Seeing the swamp stripped of its watery cover was enlightening. Some of the sedges I thought were growing in the water were actually perched atop barely covered stumps. Now they look like wild hairdos atop columns of bark.
There are no common bald cypress trees in this swamp. The larger trees that stood in the water were tupelo gum (Nyssa aquatica). The shape and color of the trunks changed just at submersion level, where they became quite tubby. Many, even most, were hollow, I suspect from being gnawed by beaver at some point. The opening to the hollow was usually half in and half out of the water, forming a dark cave when the swamp was full. Now we could walk right up to peer in, and speculate what other creatures had taken refuge there besides swamp rabbits. On many occasions we had witnessed swamp rabbits (Sylvilagus aquaticus) swim into them and climb up high inside the hollow trees, causing much doggy consternation.

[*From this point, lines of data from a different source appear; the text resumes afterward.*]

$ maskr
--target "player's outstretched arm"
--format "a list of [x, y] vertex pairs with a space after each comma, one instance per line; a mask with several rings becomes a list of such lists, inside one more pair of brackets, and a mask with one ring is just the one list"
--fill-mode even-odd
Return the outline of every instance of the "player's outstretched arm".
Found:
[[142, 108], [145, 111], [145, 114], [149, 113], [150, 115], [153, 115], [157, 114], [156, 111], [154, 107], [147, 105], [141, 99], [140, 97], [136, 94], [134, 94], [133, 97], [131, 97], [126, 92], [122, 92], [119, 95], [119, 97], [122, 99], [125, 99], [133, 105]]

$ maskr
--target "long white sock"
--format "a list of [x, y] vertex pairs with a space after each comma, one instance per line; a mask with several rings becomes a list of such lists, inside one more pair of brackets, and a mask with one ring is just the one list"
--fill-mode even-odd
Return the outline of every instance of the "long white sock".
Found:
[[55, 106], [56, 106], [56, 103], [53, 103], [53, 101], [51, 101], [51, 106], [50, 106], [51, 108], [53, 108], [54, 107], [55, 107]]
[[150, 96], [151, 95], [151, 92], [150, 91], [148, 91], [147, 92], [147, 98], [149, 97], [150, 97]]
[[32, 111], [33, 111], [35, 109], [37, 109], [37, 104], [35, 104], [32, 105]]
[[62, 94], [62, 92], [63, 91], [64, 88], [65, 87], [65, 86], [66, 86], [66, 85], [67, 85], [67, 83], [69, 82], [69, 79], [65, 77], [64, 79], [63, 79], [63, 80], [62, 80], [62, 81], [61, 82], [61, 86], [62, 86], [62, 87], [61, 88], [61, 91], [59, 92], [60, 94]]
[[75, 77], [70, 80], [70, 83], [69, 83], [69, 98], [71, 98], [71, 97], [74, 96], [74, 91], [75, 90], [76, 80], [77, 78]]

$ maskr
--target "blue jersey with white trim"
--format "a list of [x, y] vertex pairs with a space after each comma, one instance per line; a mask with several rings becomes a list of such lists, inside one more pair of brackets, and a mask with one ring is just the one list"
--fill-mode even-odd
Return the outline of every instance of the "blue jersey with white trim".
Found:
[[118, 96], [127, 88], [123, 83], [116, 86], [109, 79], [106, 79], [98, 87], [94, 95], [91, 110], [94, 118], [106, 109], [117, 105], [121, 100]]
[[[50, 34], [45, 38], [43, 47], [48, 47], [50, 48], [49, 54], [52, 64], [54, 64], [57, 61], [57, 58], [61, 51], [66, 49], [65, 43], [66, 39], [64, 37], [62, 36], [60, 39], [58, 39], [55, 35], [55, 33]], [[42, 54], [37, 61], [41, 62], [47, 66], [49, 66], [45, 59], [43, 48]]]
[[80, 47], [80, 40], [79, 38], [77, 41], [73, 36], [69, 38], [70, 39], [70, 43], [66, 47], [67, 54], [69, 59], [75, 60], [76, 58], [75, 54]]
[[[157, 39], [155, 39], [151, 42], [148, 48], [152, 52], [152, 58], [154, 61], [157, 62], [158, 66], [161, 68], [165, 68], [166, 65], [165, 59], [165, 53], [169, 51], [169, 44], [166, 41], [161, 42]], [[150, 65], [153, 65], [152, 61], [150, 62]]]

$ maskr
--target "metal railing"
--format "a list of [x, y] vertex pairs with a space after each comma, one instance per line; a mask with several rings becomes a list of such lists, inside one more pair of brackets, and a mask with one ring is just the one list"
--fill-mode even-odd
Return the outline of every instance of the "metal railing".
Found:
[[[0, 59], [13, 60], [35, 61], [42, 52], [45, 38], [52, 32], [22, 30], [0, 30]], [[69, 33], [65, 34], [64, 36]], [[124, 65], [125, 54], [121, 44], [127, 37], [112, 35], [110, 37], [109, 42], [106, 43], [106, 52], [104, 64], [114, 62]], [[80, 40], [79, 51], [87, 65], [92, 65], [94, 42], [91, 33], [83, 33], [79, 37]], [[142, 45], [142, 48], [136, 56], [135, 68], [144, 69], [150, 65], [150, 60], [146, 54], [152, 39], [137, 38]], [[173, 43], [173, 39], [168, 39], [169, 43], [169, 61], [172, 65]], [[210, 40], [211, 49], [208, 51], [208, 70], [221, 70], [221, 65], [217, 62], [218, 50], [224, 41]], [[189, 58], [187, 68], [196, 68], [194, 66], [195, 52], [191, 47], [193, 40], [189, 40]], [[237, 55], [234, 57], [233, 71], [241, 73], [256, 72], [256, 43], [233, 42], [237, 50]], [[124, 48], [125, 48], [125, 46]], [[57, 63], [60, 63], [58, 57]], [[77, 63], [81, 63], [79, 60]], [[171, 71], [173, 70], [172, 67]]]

The dry swamp revealed a network of narrow ditches just a few inches deep. They ran through the bottoms of the pools, completely invisible when the pools were full of water. The randomness of their directions were in sharp contrast to their puzzling uniformity in width and depth. I followed them, now full of crispy leaves underfoot, and found they often led to beaver lodges, now high and dry. The beavers must have made them, but there was no evidence of digging.
I made a call to Dr. Allan Houston, wildlife biologist at the Ames Plantation research center in Hardeman County. He explained that the uniform ditches were created by constant use and are called beaver runs. Just as you may find animal paths of uniform width through the fields, these are beaver paths underwater, and the width is just the width of their bodies.
The lodges were impressive – made of mud and sticks, with two holes for entry and exit, both below the usual water level. I was tempted to make a peephole and peer inside, but felt it was rude to tear up someone’s home while they were gone. I hoped they’d be back when the water returned.
Besides, maybe it was time to let some of the secrets remain so. The drought had taken its toll on the swamp and its residents, but it had rewarded me with its revelations. On my way back to the house on the dusty field road, I did my best rain dance. The dogs were tired and thirsty and did not notice.